Wenhui (Wendy) Liao

I am currently a research scientist at the R&D in Thomson Reuters. I got my PhD from the Department of Electrical, Computer, and Systems Engineering, Rensselaer Polytechnic Institute in 2006. My primary research interests are probabilistic graphical models, machine learning, and their applications in information retrieval, information extraction, information fusion, and computer vision.

Research Interests:
  • Uncertainty in Artificial Intelligence: Probabilistic graphical models and their applications in modeling, reasoning, learning, and decision-making under uncertainty
  • Machine learning
  • Information Retrieval, Information Extraction
  • Computer Vision, Human Computer Interaction
  • Active Information Fusion, Sensor Modeling and Selection

    Research Projects

    Probabilistic Graphical Models

      Learning Bayesian Networks (BN) when Data is Incomplete

    Many real applications using BNs need to automatically learn BN parameters from data due to the difficulty and time requirement of manually setting up the parameters.

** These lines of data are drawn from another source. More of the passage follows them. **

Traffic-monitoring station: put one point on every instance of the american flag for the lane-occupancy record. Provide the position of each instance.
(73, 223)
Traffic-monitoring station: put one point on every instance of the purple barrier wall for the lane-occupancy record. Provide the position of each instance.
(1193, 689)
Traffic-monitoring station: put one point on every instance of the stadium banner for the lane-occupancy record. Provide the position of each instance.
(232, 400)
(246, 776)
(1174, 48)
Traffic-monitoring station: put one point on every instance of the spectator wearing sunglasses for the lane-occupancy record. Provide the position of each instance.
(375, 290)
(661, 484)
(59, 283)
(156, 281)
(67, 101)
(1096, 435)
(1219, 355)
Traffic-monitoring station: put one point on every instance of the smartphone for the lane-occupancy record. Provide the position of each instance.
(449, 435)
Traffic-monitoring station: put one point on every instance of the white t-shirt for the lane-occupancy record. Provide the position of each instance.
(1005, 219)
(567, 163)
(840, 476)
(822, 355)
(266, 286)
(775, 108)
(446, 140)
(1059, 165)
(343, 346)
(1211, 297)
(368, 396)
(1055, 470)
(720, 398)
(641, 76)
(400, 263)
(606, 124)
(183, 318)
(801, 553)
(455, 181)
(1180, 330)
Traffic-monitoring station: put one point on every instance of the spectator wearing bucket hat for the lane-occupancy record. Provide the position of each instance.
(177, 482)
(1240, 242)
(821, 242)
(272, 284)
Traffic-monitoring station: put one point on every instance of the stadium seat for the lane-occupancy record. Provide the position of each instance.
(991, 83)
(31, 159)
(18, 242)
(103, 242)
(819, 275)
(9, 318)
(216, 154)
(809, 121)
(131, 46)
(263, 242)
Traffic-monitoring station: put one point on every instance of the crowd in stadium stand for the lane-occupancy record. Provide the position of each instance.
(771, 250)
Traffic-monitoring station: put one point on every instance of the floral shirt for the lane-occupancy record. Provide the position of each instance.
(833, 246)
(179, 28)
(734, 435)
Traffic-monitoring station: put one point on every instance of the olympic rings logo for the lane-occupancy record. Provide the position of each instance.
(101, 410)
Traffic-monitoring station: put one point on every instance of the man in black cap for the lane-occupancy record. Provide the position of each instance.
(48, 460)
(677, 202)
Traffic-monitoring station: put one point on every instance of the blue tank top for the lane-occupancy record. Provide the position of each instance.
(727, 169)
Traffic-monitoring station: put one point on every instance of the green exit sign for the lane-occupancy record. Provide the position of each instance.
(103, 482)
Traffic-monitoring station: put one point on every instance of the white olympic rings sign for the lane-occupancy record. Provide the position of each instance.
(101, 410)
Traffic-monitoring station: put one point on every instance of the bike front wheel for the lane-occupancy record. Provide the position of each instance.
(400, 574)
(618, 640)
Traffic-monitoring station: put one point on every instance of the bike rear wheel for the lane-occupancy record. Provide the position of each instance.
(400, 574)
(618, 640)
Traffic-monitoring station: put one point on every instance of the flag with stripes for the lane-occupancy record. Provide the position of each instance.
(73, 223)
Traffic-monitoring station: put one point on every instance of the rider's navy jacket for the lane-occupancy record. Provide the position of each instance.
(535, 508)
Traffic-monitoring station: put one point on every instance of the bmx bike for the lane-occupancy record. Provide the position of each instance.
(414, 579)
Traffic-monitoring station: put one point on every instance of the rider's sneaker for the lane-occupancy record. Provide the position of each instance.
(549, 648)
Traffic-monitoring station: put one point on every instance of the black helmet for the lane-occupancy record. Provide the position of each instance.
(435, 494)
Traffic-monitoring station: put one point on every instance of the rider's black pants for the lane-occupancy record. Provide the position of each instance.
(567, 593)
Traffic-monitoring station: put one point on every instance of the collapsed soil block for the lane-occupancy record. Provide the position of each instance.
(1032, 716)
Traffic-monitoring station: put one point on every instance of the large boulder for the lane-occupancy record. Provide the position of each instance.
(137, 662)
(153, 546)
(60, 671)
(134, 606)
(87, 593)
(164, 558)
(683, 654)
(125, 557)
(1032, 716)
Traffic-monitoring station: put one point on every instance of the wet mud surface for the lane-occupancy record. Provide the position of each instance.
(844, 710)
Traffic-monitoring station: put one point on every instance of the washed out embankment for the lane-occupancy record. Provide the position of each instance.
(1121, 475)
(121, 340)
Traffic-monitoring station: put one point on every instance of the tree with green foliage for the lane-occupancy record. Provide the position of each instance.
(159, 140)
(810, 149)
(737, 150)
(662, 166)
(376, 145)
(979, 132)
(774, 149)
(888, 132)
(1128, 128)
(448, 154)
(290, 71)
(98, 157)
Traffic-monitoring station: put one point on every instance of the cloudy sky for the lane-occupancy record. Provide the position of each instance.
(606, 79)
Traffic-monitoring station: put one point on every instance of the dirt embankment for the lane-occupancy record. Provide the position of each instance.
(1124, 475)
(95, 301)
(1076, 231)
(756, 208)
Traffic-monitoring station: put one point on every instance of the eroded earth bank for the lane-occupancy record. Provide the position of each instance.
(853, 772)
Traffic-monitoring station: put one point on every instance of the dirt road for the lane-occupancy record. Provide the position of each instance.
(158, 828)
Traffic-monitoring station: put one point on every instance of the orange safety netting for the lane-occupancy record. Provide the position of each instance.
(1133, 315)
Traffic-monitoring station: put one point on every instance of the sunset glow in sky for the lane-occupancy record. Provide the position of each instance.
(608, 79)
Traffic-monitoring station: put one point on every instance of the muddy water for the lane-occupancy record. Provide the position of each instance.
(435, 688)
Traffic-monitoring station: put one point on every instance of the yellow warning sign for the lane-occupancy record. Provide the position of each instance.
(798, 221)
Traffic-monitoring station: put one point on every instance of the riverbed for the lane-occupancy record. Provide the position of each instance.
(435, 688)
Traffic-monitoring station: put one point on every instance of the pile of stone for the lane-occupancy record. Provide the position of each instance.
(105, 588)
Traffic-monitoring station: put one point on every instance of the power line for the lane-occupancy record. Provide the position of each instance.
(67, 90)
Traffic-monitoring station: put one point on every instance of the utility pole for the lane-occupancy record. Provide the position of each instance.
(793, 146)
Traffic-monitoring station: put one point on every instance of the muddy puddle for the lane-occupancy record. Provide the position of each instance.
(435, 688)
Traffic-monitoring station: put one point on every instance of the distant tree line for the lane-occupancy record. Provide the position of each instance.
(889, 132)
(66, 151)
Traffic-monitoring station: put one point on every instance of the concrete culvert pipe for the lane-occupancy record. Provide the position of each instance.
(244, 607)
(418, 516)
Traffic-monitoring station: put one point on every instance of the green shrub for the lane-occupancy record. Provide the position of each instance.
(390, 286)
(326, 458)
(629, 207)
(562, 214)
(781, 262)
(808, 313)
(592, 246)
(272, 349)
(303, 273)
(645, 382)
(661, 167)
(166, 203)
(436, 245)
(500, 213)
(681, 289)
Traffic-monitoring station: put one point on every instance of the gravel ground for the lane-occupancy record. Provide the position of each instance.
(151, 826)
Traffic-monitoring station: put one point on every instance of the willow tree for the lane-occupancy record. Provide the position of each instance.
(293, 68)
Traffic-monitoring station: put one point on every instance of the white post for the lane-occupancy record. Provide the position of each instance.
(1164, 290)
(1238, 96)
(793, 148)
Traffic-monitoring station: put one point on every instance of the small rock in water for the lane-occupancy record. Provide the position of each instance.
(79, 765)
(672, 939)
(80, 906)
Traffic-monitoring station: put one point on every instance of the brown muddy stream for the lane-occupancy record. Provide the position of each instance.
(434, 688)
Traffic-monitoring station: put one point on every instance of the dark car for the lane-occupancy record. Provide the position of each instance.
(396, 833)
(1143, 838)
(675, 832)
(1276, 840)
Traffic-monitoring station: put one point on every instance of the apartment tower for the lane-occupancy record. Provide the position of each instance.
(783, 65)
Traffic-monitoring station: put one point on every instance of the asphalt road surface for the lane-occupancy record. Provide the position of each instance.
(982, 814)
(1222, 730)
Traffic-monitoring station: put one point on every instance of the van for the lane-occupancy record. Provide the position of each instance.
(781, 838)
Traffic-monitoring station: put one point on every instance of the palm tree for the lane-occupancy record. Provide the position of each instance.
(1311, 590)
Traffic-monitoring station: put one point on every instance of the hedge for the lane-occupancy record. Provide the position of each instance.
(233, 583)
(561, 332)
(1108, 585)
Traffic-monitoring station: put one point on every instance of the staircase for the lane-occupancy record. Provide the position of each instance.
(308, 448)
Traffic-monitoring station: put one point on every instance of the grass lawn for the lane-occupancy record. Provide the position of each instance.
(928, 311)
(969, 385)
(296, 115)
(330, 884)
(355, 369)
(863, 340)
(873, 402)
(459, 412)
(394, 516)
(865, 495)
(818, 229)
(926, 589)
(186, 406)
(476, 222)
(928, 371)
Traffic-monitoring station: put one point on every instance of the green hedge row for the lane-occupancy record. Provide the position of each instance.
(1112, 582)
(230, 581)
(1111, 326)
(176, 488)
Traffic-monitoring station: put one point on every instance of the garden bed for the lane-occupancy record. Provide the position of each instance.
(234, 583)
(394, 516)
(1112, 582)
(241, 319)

However, when data is incomplete, which happens frequently with real-world applications, even the state-of-art learning techniques such as the Expectation-Maximization (EM) algorithm and Gibbs sampling could fail. EM suffers from having too many local maxima, and Gibbs sampling suffers from slow convergence. This motivates us to propose a BN parameter-learning algorithm to escape local maxima by systematically combining domain knowledge during learning. The key idea is to impose two qualitative constrains, the relative relationships between local parameters, and the ranges of local parameters, into EM. In the meantime, sensitivity analysis is used to further refine the search space. The proposed algorithm can achieve state-of-the-art performance in various real applications.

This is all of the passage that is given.